使用西瓜数据集4.0来对算法进行测试 图片.png

main idea

  • 距离算法使用欧几里得距离,与sklearn和matlab一致
  • 使用最大迭代次数和质心偏移量来控制算法迭代过程
  • 使用簇内距离的平均值作为模型评估的标准

implement

def kmeans(k, X, max_iter=100):
    if isinstance(X, pd.DataFrame):
        X = X.to_numpy()
    # init vec
    centroids = X[np.random.choice(len(X), k, replace=False)]

    for _ in range(max_iter):
        # calc distance
        distances = np.linalg.norm(X[:, np.newaxis] - centroids, axis=2)

        labels = np.argmin(distances, axis=1)

        # new center
        new_centroids = np.array([X[labels == i].mean(axis=0) for i in range(k)])
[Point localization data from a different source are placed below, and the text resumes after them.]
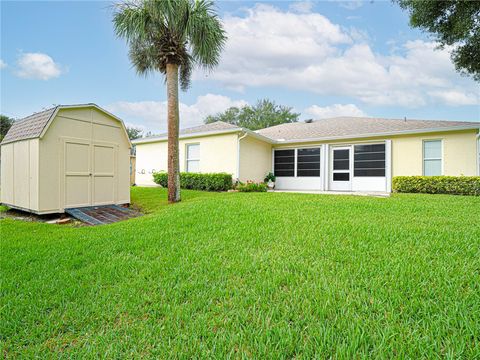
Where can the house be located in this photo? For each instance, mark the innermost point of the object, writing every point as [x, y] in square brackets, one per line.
[338, 154]
[65, 157]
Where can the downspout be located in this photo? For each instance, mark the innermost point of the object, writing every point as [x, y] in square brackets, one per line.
[238, 154]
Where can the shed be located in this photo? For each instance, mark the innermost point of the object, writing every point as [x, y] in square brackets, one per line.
[65, 157]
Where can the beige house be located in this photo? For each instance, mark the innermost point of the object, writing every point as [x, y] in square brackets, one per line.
[65, 157]
[338, 154]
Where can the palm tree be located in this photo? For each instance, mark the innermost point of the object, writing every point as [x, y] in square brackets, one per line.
[171, 37]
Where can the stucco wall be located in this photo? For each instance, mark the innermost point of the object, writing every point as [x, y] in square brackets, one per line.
[218, 153]
[459, 153]
[255, 159]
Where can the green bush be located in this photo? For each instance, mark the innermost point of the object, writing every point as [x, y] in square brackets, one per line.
[198, 181]
[252, 187]
[453, 185]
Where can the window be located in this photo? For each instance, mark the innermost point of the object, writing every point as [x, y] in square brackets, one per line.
[193, 158]
[369, 160]
[432, 157]
[308, 162]
[284, 163]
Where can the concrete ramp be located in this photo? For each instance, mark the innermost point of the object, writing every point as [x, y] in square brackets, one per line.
[101, 215]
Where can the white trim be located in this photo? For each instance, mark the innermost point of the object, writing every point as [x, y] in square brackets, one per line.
[441, 154]
[388, 165]
[238, 154]
[186, 155]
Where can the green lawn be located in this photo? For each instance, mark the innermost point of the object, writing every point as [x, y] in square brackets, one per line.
[249, 275]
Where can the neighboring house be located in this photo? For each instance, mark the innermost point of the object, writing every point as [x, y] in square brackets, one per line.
[338, 154]
[65, 157]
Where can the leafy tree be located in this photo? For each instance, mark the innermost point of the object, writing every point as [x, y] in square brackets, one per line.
[5, 125]
[263, 114]
[134, 133]
[454, 23]
[171, 37]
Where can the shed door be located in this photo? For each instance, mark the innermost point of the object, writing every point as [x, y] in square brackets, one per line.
[103, 174]
[78, 187]
[90, 173]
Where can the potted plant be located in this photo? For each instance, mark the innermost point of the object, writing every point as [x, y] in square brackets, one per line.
[270, 180]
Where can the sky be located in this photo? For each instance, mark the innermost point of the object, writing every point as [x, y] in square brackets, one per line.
[322, 58]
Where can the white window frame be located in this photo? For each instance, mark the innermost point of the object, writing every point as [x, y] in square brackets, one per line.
[187, 159]
[424, 158]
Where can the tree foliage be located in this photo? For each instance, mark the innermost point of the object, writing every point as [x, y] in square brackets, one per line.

        if np.linalg.norm(new_centroids - centroids) < 1e-4:
            break

        centroids = new_centroids
    return labels, centroids, distances

簇内平方和

def metric(X, labels, centroids, k=None):
    if isinstance(X, pd.DataFrame):
        X = X.to_numpy()
    if k == None:
        k = centroids.shape[0]

    distances = np.linalg.norm(X[:, np.newaxis] - centroids, axis=2)
    squared_distances = np.square(distances)

    inertia = 0
    for i in range(k):
        inertia += np.sum(squared_distances[labels == i, i])

    return inertia

test

原始数据分布

raw-data-4-0.png

聚类结果

kmeans.png

质心: 
[[0.64666667 0.18044444]
 [0.471      0.39928571]
 [0.348      0.18955556]
 [0.7322     0.4232    ]]
簇内平方和: 0.24863747301587302